Russia will remain the largest supplier of gas to the European Union through 2040, despite a significant decline in demand for “blue fuel” in the region, according to an annual report published by the International Energy Agency.
Projections in the New Policy Scenario suggest that Russian gas is well positioned to maintain a strong position in the European gas import mix: while LNG imports grow, Russia remains the largest single supplier, with more than half of the European Union’s additional requests for 2017-2040, according to the World Energy Outlook report.
International Energy Agency projections indicate that Russian gas will maintain a market share of 30% of the demands of the European Union within the period between 2017 and 2040.

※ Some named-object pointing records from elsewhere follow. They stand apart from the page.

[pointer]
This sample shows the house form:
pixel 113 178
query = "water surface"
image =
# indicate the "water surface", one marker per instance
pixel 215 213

According to the document, over the years there will be a decrease in gas supply figures when compared to now. However, even with the decrease, Russia will account for 37% of the gas supplied to the European Union in the year 2040, according to the report’s projections.

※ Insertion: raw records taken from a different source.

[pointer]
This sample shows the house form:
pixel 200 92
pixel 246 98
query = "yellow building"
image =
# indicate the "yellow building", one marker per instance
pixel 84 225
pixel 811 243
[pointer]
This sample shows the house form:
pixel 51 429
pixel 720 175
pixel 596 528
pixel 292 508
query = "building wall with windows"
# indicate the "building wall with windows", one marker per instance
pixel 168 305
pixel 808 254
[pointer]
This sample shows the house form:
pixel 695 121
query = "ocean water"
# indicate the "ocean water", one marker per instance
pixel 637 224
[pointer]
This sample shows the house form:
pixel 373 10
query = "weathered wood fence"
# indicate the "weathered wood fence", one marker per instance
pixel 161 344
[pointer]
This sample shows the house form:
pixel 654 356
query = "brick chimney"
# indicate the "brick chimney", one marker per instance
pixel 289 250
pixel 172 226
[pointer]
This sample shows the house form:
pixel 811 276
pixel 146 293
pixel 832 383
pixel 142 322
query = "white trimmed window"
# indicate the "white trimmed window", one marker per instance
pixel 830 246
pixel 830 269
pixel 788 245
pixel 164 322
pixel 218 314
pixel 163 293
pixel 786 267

Meanwhile, the Russian energy giant Gazprom said it has built 93 percent of the Siberian Power pipeline, part of an agreement between Russia and China.
“In the section of the Siberian Power pipeline from Yakutia to the border between Russia and China, 2,010 kilometers of pipes were connected and installed, which corresponds to 93% of the toral extension,” the statement said.

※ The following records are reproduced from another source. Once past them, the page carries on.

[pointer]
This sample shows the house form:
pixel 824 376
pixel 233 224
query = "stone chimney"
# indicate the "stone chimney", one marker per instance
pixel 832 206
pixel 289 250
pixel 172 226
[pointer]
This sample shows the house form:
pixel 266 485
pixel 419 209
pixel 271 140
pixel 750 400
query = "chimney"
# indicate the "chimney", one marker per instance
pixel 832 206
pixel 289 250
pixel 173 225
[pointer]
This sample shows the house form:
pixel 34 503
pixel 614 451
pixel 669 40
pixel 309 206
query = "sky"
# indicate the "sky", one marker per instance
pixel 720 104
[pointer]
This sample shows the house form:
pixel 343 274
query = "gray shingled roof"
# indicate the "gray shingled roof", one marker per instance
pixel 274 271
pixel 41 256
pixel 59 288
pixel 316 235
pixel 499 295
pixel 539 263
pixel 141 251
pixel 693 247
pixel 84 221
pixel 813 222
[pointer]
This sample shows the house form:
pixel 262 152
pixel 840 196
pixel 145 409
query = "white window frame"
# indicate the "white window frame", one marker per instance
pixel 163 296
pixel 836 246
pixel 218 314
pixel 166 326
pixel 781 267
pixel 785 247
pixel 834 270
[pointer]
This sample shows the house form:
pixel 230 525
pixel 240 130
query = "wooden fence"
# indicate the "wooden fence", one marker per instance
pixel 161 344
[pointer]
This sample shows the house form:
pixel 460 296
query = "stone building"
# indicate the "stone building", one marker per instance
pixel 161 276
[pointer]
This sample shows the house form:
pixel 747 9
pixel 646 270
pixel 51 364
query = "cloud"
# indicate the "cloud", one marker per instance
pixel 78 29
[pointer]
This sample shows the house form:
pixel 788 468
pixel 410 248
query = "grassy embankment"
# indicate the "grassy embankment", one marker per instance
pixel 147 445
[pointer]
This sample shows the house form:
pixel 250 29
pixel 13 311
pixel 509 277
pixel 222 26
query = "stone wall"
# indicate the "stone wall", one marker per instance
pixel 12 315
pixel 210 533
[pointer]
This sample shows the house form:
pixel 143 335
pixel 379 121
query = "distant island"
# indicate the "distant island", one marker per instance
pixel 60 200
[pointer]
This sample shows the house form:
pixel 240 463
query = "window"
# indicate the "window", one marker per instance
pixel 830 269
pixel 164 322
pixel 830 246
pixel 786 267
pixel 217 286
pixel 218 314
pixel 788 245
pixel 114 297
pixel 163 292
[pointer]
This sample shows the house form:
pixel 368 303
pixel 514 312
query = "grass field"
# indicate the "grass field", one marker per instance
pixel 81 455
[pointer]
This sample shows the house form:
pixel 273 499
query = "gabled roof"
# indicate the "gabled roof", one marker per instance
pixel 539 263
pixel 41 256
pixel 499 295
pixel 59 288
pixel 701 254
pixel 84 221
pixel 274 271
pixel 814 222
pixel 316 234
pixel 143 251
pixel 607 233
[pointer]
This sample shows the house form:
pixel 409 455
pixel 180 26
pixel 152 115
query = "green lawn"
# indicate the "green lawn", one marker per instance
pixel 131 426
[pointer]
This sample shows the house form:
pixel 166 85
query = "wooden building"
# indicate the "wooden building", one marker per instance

The company also added that construction of the underwater dual line of Siberia Power crossing the Amur River continues with 78% of the works completed.
In 2014, Gazprom signed a 30-year agreement with China’s National Petroleum Corporation, establishing delivery of 38 billion cubic meters of Russian gas through the Siberia Power pipeline.
The pipeline will also transport gas from Irkutsk and Yakutia production centers to consumers in Russia’s far east. It can be expected in the future that it would also feed into consumers in Japan and the Korean Peninsula.